As a remedy to this absurd situation, the Bishops finally published last January a document widely known as the Basic Teachings, which sets forth fairly exactly what the Bishops are looking for in textbook content. Now, one would think it would be a straightforward operation to turn this document into a numbered checklist of doctrinal or moral points, use the list to evaluate the contents of each of the major catechism series in circulation today, and come up with a perhaps crude but nevertheless objective judgment of which textbooks meet the Bishops’ minimum standards and which do not. But to this day, no such thing has yet been done. What is worse, there are no plans that it should ever be done.

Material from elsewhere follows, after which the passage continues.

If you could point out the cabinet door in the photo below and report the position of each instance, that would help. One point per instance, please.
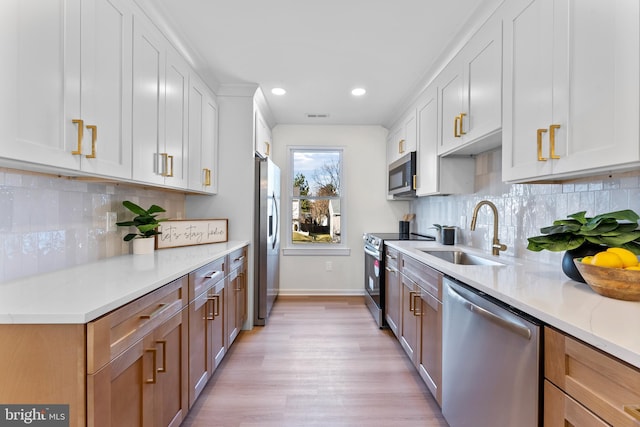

Why not? Well, this question has been posed several times to Msgr. Olin Murdick, head of the Education Department of the USCC, and every time he has given the same answer. He says, “Gee, that’s a good idea you have there. We never thought of that before.”

Whether you believe Msgr. Murdick or not, the conclusion is obvious: not to use the Bishops’ Basic Teachings as a mandatory yardstick to measure the acceptability of catechetical text- books and program curricula is to retreat from honest evaluation. This is, perhaps, the second most important thing that the National Catechetical Directory can say.

It may surprise some people that I seize on this issue of “evaluation” as the sine qua non rather than jumping on some doctrinal point or insisting, perhaps, on a correct definition of religious education. Logically, it is true, I seem to have put the cart before the horse.

FREE COMPETITION NEEDED

But consider the practical realities. There is just no way that we are going to get this National Catechetical Directory to repudiate all the fuzzy or false notions of religious education, catechetical methodology, and so forth which today are not only widespread but often firmly established. We may be able to eliminate a few of these errors but not all. What we really need, then, is to establish a mechanism that can gradually expose the counter- productive programs, books, etc., and weed them out. This mechanism can only be one thing: compulsory objective evaluation imposed by the Bishops and executed by impartial people that is (and this is crucial) by different people from those who design and conduct the programs. Put that one provision into the National Catechetical Directory and our problems have at least the possibility of being solved.

Consider some corollaries. Evaluation by impartial personnel would replace the present arbitrary and self-serving evaluations conducted by diocesan and national bureaucrats who often form an interlocking directorate with the progressive textbook publishers. For example, the power of diocesan school boards to forbid the use of orthodox catechism series on grounds of methodological adequacy would be taken away. If a book meets the minimum standards set by the Basic Teachings, any parish would be free to use it. This step alone would establish the freedom, with respect to different methodologies desired by the General Catechetical Directory and violently opposed by American progressives, who reverse all common sense by making content optional and method compulsory. Give us a situation, rather, in which “conservative” programs (that is, Rome-oriented) are allowed freely to compete, and we will soon see which approach leads to objectively measurable results in the lives of young Catholics.

Savor the flip-flop: Our Wanderer gang defending legitimate pluriformity and the catechetical establishment cast in the role of oppressive authoritarians!